Si l’on brise une chrysalide, on y découvre un liquide noirâtre et épais où l’on ne distingue ni la forme de la larve en train de se dissoudre, ni celle de l’insecte parfait qui émergera un jour. Les périodes de turbulence sont de cette nature. Saint-Just fut un jour acculé à reconnaître que : « La force des choses nous conduit peut-être à des résultats auxquels nous n’avions point pensé ». Peu de temps après cette admission il devait capituler sans combat devant la promesse d’une mort prochaine, reconnaissant son incapacité à comprendre encore le tourbillon qui l’emportait.

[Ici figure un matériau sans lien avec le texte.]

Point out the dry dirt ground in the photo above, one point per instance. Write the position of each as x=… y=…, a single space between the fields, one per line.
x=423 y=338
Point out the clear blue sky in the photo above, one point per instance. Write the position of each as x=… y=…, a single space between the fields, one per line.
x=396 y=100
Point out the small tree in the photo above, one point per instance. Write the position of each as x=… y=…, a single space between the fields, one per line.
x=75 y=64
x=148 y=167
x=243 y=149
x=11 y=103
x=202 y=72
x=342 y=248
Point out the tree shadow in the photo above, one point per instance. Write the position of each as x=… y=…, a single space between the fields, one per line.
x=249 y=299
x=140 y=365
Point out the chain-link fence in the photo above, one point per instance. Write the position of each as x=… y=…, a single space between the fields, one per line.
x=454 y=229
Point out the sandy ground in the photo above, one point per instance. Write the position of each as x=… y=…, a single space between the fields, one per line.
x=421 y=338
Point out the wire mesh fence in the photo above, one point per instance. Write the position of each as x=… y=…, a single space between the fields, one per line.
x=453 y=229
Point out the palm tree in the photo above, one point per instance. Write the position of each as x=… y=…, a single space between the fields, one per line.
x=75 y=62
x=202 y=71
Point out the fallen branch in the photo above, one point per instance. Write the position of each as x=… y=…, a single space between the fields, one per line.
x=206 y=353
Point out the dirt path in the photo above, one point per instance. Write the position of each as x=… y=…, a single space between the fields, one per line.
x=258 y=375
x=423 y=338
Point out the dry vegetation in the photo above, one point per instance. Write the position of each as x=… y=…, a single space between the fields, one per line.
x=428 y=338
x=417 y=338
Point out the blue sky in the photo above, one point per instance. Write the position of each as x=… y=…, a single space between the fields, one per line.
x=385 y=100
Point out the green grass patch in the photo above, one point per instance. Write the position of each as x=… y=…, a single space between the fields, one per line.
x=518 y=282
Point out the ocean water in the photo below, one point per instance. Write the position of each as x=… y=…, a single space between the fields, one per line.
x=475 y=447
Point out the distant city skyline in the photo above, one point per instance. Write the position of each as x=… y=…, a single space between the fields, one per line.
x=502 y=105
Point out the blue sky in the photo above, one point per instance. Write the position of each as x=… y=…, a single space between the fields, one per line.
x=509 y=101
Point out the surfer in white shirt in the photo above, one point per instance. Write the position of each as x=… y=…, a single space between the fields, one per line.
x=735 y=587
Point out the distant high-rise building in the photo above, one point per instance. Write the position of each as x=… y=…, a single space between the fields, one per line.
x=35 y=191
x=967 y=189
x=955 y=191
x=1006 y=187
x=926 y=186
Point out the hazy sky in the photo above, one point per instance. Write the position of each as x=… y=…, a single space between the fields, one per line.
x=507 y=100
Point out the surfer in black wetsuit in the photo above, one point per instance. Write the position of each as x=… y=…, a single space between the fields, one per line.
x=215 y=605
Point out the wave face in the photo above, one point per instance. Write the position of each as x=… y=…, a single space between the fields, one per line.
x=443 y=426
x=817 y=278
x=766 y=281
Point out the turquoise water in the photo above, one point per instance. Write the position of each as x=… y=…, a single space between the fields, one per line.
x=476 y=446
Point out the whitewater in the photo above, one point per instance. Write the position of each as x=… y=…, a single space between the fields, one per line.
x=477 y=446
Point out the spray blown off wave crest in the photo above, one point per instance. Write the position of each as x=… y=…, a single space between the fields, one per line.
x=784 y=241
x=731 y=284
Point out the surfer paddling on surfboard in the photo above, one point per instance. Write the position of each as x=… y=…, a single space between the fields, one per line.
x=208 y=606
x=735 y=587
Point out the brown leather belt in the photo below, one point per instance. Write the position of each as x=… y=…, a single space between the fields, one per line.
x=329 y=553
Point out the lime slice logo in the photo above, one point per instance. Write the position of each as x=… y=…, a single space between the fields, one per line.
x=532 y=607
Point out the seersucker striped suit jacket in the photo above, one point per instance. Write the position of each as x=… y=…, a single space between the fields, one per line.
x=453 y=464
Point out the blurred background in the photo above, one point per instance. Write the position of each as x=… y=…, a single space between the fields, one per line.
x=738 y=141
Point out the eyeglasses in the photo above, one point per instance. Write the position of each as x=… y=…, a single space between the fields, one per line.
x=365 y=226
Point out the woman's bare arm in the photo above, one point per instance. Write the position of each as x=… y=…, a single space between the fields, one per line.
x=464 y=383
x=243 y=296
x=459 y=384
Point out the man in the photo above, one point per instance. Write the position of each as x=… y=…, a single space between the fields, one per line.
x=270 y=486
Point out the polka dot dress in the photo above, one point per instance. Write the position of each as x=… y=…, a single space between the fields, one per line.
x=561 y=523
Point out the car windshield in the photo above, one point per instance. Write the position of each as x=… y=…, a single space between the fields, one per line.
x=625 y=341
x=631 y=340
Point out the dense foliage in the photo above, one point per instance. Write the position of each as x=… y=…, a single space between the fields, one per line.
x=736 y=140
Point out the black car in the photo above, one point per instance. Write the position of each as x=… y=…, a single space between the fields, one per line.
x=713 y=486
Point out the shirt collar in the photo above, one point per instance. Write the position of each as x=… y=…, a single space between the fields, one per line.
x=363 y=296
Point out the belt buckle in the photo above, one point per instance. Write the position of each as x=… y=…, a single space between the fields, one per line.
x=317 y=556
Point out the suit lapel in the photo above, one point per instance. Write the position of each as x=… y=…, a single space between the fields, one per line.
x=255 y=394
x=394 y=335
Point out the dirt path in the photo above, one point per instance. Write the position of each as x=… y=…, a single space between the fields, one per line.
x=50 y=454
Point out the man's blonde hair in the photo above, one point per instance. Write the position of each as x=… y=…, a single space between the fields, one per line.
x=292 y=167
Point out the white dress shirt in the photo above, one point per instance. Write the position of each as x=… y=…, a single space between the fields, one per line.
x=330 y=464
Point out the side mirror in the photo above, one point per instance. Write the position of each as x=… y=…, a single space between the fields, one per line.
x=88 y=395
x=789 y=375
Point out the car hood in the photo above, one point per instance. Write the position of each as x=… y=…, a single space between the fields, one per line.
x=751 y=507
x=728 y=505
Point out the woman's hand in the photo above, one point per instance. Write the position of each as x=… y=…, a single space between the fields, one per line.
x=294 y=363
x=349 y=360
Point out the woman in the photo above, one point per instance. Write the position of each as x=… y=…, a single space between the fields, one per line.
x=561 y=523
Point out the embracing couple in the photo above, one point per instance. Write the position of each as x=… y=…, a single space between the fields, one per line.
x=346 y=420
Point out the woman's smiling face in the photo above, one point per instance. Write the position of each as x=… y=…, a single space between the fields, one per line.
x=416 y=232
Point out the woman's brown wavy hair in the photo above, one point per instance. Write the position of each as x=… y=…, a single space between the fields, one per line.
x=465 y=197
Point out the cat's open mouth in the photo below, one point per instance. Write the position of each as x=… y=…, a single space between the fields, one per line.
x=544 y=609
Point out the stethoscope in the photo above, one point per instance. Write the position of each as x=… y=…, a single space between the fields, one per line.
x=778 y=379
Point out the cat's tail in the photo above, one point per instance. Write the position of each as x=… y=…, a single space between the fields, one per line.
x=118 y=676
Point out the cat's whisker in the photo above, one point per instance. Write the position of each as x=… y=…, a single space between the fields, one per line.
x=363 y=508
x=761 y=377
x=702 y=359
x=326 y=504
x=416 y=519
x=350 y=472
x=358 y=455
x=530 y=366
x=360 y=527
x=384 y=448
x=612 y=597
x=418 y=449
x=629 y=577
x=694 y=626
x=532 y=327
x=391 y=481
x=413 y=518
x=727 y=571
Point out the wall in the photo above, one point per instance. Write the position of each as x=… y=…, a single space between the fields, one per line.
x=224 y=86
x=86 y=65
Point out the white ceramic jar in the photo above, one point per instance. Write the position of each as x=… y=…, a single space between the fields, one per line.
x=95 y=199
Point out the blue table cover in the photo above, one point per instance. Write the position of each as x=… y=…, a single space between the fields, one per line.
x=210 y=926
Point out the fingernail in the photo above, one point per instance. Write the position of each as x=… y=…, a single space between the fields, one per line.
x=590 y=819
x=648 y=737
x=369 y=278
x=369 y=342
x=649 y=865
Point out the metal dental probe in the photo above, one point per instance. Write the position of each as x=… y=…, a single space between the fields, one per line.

Si l’époque est au changement radical, il existe en son sein des « nervures » : des trajectoires rectilignes qui relient le passé au futur en passant par les points qui constituent la trame du présent. Le reste, ce sont les zones de ce qui demeurera le même mais qui, tant que durera la transition, participant à l’effervescence générale, n’en sera pas moins soumis à d’inquiétantes turbulences. Parvenir à déceler la présence de telles nervures, c’est lire l’avenir déjà inscrit dans le présent.